# Pig Research Centre, Bedfordshire - March 2013



## steve2109 (Mar 31, 2013)

With a free Saturday for once I called up OMJ and suggested we go check out this site I had seen that looked interesting, I think the thought of a new site persuaded him to join me in the snow and take a look. 

Wasn't sure what to expect with this it was either going to be a fail or a quick mooch round a yard but how wrong we were !

We were there for several hours and the place is a lot bigger than it looks and relatively untouched, it made for an enjoyable morning and a lot of pictures to go through. Below is a History of the place and then the pics. I am sure OMJ will add his unique take on the place.....







The British pig industry owes a huge debt of gratitude to its centre of research and development at Stotfold.

The UK pig industries Development Unit, just outside Stotfold in Bedfordshire was opened by Lord Belstead, Minister of State (Lords), Ministry of Agriculture, Fisheries and Foods in November 1984.
Over the years it has undergone many changes but has always been at the forefront of research firmly aimed at delivery of practical opportunities, work which could be quickly disseminated and implemented on working pig farms.
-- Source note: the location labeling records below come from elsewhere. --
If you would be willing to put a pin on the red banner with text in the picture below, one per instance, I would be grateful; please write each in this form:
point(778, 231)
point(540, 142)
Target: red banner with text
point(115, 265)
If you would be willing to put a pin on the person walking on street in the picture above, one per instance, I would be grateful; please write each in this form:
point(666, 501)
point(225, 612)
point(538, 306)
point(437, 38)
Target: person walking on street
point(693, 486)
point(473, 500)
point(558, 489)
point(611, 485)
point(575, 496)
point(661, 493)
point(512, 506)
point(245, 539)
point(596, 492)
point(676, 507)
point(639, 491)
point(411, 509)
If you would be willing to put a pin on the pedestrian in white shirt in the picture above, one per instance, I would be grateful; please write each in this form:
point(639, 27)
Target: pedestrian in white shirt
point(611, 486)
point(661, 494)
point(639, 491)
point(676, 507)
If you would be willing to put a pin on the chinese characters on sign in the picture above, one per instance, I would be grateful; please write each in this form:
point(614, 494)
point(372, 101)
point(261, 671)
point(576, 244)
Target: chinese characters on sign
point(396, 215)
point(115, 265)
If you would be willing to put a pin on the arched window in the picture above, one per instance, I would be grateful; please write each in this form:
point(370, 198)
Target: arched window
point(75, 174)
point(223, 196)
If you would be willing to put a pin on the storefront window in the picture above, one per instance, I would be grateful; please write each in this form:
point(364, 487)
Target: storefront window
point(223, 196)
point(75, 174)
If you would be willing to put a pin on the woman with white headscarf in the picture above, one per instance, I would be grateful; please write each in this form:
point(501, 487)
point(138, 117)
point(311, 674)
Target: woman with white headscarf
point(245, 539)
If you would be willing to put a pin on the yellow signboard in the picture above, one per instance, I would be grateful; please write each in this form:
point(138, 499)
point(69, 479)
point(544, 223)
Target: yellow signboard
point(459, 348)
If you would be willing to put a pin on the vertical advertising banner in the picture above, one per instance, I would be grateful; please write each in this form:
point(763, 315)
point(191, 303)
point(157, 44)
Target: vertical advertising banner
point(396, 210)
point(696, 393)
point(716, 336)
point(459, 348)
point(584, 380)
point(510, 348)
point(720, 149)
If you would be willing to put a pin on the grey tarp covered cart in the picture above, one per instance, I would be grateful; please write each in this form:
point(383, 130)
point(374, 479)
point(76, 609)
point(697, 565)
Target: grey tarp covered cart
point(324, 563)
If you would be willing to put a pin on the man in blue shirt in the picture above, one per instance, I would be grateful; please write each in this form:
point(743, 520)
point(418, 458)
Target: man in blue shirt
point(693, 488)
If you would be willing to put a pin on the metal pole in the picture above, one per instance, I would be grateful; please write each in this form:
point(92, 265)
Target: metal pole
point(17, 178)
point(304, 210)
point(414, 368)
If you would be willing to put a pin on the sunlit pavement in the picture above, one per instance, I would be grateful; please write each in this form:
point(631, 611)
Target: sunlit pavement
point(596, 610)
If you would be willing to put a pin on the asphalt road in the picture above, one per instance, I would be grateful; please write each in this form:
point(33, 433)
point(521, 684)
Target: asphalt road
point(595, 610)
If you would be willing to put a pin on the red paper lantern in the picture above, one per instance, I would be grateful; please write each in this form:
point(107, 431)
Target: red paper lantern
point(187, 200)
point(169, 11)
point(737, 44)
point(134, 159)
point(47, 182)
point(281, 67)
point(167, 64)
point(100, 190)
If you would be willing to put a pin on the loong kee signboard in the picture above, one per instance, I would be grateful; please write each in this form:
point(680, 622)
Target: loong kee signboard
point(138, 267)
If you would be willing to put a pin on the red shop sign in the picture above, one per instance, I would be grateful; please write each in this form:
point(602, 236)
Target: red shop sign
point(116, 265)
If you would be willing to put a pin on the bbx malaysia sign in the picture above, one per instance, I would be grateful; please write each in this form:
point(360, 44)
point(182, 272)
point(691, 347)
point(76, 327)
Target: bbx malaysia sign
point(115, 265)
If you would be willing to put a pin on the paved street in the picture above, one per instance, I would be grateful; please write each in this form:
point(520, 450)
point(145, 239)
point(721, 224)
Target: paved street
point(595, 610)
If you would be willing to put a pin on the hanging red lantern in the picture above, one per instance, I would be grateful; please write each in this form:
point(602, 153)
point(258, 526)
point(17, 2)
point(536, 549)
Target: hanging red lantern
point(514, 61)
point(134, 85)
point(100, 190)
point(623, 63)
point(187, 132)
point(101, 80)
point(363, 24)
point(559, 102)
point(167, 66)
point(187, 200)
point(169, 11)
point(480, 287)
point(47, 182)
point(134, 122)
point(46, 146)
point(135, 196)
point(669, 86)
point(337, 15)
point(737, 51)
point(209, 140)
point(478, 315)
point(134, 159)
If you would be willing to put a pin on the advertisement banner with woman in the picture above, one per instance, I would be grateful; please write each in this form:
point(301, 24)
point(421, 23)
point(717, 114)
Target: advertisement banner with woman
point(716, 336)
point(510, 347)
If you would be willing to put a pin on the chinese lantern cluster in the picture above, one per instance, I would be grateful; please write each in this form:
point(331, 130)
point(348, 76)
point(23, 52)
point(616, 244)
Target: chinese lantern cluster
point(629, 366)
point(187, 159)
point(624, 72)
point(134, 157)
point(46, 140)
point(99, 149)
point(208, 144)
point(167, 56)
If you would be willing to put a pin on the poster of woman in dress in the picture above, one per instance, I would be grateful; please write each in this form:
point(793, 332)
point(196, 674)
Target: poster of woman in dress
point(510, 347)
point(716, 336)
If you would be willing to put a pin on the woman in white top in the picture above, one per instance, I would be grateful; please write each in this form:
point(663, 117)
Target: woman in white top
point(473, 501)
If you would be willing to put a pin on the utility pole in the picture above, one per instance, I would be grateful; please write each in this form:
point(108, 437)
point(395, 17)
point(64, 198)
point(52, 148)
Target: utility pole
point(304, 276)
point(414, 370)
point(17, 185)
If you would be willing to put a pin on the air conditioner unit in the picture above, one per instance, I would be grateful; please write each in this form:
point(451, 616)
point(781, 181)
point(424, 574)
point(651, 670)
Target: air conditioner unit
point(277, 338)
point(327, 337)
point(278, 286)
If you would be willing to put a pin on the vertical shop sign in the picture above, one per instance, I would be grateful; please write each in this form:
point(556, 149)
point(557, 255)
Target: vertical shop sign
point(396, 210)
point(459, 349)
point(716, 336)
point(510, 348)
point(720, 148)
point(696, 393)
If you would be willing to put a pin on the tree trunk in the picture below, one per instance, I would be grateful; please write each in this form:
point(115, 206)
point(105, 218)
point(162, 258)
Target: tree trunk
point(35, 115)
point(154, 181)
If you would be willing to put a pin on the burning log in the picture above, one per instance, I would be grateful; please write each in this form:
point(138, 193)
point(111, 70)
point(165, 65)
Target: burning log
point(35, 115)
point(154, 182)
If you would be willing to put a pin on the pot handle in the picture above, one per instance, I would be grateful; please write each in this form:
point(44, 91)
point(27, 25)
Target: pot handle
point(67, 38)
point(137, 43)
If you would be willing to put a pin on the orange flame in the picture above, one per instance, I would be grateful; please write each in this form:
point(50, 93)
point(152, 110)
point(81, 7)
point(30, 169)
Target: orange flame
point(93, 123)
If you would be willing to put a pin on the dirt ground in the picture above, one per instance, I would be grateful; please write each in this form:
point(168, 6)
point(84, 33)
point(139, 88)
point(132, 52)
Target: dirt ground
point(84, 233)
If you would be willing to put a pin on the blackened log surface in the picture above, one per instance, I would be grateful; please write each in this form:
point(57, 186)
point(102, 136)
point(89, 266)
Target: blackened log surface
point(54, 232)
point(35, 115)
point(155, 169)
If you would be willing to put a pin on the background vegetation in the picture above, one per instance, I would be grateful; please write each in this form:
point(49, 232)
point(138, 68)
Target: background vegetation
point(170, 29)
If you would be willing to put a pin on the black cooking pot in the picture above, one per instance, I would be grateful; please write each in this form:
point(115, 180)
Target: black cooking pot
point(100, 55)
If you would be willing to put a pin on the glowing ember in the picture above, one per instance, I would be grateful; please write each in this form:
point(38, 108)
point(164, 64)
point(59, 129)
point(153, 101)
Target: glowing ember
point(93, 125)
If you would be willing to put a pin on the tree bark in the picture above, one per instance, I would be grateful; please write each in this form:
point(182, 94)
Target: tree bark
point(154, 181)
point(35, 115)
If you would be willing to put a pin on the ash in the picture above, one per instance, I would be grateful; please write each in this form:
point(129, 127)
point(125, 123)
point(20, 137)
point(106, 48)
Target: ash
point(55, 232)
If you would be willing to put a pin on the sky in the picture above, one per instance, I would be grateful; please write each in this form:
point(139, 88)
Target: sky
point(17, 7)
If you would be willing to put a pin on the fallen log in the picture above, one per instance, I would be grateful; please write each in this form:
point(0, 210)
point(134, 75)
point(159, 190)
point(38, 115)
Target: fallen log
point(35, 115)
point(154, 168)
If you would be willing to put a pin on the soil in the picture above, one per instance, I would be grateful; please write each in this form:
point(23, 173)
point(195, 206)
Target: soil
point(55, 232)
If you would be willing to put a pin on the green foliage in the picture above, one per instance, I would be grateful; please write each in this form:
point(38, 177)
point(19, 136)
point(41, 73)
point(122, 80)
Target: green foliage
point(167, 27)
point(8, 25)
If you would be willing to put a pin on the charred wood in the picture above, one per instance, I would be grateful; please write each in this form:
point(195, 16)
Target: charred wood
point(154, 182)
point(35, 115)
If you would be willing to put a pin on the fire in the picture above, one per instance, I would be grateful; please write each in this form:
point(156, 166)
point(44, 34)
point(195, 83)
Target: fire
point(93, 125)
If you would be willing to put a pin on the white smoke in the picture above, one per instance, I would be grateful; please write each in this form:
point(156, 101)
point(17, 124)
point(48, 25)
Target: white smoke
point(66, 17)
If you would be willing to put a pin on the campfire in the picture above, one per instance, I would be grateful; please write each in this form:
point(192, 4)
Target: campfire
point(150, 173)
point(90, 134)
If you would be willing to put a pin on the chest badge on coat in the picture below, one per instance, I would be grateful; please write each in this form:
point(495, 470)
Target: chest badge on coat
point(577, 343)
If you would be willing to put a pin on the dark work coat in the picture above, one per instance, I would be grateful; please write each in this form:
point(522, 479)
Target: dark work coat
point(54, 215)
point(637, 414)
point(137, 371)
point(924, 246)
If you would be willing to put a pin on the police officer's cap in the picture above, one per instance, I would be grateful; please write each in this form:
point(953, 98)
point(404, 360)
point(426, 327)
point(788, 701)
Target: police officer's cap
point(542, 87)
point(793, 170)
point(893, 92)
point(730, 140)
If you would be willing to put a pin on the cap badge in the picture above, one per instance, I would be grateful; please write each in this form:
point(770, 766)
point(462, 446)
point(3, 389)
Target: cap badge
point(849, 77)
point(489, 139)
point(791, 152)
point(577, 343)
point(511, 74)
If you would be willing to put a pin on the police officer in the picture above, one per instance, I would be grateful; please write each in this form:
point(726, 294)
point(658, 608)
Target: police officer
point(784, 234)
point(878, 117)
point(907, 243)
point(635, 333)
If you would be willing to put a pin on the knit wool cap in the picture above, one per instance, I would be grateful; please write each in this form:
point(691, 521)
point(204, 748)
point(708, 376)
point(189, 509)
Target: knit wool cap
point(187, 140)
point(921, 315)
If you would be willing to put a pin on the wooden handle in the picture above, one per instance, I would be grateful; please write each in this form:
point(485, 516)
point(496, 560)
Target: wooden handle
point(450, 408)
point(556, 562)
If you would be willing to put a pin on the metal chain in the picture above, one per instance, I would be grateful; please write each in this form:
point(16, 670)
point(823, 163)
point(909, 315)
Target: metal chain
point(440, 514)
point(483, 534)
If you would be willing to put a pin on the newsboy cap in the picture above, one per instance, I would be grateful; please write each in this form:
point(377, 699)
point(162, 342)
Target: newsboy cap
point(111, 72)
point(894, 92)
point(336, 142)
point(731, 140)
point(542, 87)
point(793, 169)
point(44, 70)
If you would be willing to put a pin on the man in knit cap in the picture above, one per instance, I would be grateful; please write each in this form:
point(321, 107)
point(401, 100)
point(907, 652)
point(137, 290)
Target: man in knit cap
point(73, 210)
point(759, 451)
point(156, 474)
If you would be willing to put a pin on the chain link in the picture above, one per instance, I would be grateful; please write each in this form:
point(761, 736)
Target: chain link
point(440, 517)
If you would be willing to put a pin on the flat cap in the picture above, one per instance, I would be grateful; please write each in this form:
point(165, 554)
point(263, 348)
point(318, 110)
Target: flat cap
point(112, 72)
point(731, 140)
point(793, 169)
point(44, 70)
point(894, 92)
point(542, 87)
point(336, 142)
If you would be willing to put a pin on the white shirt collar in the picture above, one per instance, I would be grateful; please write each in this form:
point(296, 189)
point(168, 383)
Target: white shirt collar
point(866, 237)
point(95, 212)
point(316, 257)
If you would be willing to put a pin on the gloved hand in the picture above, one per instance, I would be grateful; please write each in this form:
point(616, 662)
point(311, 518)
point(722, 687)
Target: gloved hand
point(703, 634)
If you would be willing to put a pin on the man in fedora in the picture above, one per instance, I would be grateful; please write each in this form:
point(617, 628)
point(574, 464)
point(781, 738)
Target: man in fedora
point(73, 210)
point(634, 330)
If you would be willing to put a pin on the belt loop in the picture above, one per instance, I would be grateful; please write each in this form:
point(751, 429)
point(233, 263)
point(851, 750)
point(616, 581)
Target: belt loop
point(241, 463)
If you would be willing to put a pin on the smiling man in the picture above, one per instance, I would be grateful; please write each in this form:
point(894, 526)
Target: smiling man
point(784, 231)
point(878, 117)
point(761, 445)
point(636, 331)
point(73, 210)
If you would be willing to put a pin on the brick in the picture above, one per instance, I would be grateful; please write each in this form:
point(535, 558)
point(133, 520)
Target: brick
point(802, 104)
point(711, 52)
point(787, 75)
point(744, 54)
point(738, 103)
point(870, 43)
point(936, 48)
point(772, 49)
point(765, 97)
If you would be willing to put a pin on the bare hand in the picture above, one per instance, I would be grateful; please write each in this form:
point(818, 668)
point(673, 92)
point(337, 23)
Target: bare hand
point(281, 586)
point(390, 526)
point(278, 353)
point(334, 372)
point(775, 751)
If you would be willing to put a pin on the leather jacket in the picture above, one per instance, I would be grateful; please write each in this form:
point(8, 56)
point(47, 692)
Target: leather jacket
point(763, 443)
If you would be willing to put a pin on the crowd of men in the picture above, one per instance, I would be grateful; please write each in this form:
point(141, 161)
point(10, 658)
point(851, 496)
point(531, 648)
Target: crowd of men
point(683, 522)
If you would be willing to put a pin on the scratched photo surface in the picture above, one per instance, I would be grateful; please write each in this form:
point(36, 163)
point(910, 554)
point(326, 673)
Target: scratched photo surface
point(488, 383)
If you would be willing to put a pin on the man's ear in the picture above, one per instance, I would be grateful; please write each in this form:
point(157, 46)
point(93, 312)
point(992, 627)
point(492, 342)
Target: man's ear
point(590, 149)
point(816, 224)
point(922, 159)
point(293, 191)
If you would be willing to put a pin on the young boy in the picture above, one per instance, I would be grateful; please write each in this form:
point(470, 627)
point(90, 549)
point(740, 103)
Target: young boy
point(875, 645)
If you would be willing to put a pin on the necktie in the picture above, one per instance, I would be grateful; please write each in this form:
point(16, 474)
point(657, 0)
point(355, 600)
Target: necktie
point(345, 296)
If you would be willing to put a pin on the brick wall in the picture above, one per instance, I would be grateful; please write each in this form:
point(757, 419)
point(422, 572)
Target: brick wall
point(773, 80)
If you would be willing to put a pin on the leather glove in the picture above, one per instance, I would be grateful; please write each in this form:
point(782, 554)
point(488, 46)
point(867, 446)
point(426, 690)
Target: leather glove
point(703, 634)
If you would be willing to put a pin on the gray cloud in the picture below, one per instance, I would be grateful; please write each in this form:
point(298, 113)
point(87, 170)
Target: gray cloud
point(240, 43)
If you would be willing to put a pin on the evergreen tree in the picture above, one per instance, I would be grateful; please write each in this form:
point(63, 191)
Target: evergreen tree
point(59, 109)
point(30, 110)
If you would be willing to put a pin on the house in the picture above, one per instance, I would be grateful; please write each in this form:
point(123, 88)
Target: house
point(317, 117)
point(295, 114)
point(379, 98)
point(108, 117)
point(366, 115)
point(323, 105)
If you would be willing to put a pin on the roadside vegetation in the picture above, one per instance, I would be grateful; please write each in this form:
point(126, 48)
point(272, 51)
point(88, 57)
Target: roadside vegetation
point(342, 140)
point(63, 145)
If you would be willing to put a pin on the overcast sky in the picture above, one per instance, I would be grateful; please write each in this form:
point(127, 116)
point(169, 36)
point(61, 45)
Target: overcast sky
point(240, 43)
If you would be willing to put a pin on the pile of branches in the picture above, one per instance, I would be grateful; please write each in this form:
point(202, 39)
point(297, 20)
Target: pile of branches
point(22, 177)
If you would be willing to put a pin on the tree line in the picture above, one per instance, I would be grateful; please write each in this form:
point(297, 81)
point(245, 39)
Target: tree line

At its peak the unit employed 10 staff and had 300 sows farrow to finish. However major changes in the industry and a fundamental shift in the strategy of the British Pig Executive (BPEX) meant it was no longer needed and over the last six months has been gradually wound down.

The final piece of research work was completed in May 2007, part of the Defra LINK £3.5m weaner research programme. Stotfold's part was to look at weaner diets that maximised the use of home-grown cereals and oilseeds. To the end, the stock performed excellently with weaning to slaughter growth rates of 740g/day and grower to slaughter in excess of 1050g/day.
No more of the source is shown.